The EU also wants reciprocity, meaning European authorities would get to query American databases rather than just supplying data in one direction. That last demand tells you something about the power dynamics here. The current proposal asks Europe to feed information into a system it can’t search itself.
Reconciling those European demands with what DHS actually wants may prove functionally impossible. The tensions run through every major detail. How long can DHS retain transferred biometric data? Does the agreement cover targeted border checks, or does it enable something closer to systematic screening of entire populations? And what legal redress can a German or French citizen realistically obtain under US law when their data is mishandled?
According to draft documents, EU states would have to resolve disputes through national and international courts, rather than through a joint oversight committee. For a European whose fingerprints end up in a US enforcement database by mistake, the path to correction runs through American courts, a system with no equivalent of data subject rights.
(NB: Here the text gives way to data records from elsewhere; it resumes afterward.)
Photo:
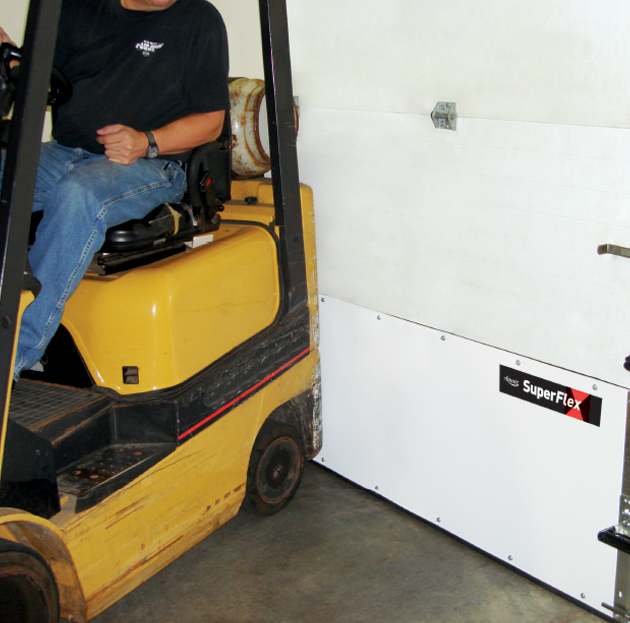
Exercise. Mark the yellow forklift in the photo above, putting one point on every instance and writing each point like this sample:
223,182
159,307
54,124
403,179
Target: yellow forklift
185,377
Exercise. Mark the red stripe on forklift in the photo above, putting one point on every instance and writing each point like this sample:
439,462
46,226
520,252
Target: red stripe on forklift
245,393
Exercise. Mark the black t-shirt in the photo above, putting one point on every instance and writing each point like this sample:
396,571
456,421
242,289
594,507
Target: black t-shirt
142,69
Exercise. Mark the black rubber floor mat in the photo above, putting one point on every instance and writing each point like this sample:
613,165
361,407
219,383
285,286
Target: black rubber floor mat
34,404
99,474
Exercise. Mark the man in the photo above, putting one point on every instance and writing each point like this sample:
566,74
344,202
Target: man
149,82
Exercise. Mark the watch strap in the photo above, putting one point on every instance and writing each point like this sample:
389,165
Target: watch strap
152,148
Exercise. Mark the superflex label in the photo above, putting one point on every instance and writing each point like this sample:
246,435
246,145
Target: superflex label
559,398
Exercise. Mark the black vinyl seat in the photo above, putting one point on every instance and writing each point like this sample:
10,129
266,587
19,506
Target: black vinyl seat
208,177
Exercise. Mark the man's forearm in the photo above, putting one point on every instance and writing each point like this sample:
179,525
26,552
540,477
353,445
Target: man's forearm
125,145
189,132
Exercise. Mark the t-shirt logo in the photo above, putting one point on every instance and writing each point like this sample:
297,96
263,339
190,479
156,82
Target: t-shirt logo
148,47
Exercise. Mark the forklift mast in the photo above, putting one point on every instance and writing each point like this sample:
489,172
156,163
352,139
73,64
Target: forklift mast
23,154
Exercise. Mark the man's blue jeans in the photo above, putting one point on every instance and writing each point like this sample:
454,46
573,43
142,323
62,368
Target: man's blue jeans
82,195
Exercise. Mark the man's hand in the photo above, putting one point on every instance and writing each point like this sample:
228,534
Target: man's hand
122,144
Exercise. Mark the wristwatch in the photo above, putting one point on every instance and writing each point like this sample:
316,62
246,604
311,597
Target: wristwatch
152,149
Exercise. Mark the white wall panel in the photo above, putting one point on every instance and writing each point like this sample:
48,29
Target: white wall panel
490,232
558,61
421,421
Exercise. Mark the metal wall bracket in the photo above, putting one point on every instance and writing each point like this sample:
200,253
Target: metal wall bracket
612,249
444,116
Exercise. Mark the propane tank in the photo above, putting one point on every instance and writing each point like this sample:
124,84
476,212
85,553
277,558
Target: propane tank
250,135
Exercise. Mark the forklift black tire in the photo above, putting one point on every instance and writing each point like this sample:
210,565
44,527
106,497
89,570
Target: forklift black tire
275,469
28,591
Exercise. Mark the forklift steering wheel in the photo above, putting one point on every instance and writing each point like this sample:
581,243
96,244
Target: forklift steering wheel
60,87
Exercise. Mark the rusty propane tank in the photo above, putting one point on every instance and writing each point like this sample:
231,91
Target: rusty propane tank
250,140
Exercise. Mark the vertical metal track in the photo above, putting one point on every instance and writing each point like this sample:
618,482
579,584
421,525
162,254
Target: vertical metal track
282,140
20,172
622,581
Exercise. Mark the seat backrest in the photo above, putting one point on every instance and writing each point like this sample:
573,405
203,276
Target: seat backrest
209,171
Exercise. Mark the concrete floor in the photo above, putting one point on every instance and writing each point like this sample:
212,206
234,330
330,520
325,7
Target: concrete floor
337,554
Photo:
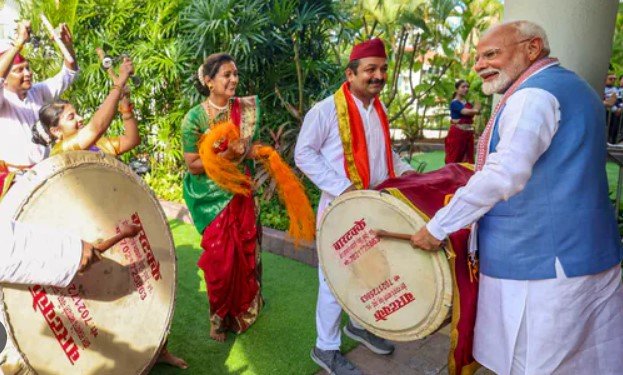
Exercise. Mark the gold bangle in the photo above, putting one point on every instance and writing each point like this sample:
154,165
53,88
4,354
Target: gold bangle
126,108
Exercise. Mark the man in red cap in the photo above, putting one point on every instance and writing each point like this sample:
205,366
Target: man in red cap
344,145
20,100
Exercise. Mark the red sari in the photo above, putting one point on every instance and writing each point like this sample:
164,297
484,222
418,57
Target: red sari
231,244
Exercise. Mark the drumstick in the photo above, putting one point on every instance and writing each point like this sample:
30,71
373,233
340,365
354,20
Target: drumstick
102,56
57,38
405,237
397,236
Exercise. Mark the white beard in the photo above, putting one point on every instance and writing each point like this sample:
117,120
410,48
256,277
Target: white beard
505,77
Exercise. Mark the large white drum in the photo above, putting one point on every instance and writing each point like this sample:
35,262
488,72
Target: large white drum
115,318
395,291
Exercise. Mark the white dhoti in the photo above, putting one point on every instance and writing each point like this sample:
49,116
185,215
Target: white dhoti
553,326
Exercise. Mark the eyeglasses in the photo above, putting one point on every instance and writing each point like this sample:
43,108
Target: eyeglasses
492,53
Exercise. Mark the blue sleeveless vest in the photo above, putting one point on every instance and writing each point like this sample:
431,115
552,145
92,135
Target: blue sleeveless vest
564,211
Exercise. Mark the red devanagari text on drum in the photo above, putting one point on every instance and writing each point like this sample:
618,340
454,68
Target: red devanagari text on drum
84,314
377,290
141,260
392,307
355,242
358,226
61,333
154,265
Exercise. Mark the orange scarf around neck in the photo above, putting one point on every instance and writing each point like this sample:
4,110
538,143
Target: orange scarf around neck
352,133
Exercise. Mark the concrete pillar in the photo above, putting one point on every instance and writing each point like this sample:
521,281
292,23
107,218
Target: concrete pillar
580,32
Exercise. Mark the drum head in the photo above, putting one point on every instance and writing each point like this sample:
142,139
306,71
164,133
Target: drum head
114,319
393,290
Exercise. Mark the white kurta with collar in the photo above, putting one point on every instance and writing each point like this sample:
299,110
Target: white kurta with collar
319,154
34,254
555,326
18,116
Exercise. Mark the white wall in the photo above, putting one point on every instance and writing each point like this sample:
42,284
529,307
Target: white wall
580,32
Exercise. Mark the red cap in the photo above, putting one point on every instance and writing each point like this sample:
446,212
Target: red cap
18,59
369,48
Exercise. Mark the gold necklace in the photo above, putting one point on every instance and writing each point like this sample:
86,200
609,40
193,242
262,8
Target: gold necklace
223,114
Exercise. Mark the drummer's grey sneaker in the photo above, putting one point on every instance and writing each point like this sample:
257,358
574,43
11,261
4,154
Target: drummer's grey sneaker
334,362
371,341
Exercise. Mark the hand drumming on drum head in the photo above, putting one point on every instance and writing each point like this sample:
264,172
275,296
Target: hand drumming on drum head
91,253
236,150
425,241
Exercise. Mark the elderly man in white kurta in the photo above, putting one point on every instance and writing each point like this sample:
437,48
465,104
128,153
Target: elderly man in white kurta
324,144
20,100
550,298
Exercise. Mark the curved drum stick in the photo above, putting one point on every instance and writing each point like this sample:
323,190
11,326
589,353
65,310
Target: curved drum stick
406,237
57,38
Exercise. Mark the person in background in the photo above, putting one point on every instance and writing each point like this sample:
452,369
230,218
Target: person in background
459,142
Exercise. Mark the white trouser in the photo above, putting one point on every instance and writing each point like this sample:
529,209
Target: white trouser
328,314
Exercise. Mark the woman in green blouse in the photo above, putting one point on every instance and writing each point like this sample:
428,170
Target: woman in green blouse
228,222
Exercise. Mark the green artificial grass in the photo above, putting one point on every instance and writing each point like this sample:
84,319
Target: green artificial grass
280,340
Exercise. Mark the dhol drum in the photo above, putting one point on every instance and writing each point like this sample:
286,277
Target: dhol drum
114,318
391,289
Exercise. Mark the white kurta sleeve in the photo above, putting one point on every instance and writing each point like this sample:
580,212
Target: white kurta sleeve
307,156
1,91
32,254
53,87
526,128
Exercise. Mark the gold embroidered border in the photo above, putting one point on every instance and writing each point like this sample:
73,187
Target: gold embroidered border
343,121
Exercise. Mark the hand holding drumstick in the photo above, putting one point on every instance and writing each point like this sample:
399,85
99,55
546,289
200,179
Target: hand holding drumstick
421,240
91,253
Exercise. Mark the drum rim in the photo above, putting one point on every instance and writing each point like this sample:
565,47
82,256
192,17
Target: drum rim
443,297
13,203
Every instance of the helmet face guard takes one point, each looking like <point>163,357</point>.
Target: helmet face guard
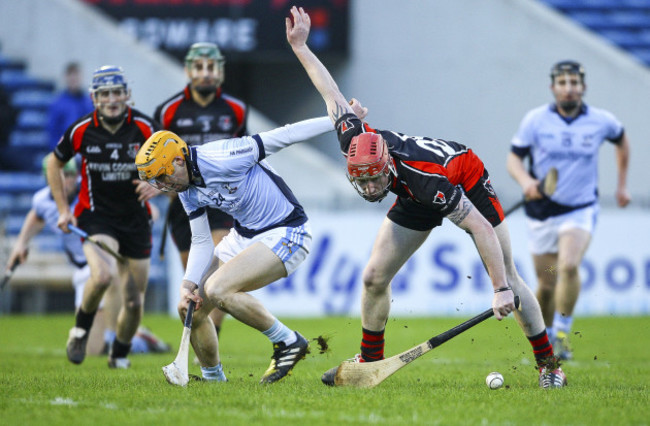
<point>206,51</point>
<point>370,166</point>
<point>567,67</point>
<point>155,160</point>
<point>108,77</point>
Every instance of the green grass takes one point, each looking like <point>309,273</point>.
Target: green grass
<point>608,381</point>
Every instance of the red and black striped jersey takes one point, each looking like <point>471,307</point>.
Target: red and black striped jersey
<point>108,162</point>
<point>223,118</point>
<point>428,169</point>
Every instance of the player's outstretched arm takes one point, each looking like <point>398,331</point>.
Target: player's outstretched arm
<point>622,160</point>
<point>297,33</point>
<point>57,188</point>
<point>468,218</point>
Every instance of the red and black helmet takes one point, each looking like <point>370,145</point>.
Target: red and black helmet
<point>368,161</point>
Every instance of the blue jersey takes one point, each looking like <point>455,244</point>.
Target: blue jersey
<point>45,208</point>
<point>569,145</point>
<point>231,175</point>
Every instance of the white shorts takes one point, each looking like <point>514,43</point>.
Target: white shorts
<point>543,234</point>
<point>79,278</point>
<point>291,245</point>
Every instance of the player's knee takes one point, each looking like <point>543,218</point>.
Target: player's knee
<point>133,304</point>
<point>102,278</point>
<point>568,266</point>
<point>374,280</point>
<point>217,296</point>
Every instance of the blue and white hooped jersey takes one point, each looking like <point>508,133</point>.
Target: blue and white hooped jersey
<point>231,175</point>
<point>569,145</point>
<point>45,208</point>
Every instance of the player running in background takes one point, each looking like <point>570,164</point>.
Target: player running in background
<point>566,134</point>
<point>112,208</point>
<point>72,103</point>
<point>201,113</point>
<point>44,214</point>
<point>270,238</point>
<point>432,179</point>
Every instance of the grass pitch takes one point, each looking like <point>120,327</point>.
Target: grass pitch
<point>608,381</point>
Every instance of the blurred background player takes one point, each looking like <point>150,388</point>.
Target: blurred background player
<point>44,214</point>
<point>271,236</point>
<point>72,103</point>
<point>8,115</point>
<point>112,208</point>
<point>432,179</point>
<point>202,113</point>
<point>566,134</point>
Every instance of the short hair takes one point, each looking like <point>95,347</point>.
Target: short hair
<point>567,67</point>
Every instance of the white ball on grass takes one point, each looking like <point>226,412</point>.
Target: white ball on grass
<point>494,380</point>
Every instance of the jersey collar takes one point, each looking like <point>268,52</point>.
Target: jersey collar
<point>128,113</point>
<point>188,93</point>
<point>568,120</point>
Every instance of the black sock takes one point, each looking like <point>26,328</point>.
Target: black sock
<point>84,320</point>
<point>372,345</point>
<point>542,347</point>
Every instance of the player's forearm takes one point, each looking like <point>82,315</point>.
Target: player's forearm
<point>277,139</point>
<point>323,81</point>
<point>468,218</point>
<point>622,161</point>
<point>55,181</point>
<point>201,250</point>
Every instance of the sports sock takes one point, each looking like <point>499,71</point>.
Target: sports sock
<point>214,373</point>
<point>372,345</point>
<point>139,345</point>
<point>551,332</point>
<point>119,349</point>
<point>280,333</point>
<point>109,336</point>
<point>84,320</point>
<point>562,323</point>
<point>542,347</point>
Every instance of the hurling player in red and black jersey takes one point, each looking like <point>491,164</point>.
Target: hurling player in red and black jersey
<point>202,113</point>
<point>112,208</point>
<point>432,179</point>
The DHS is simultaneously expanding its domestic biometric surveillance capabilities. CBP signed a $225,000 contract with Clearview AI for facial recognition technology and access to a database of over 60 billion publicly available images scraped from the internet.
And biometrics aren’t the only data DHS is reaching for. CBP proposed in December 2025 to require DNA from the 42 Visa Waiver Program countries and to provide five years of social media history as a mandatory condition of entry, along with all email addresses from the past decade and phone numbers used over the past five years.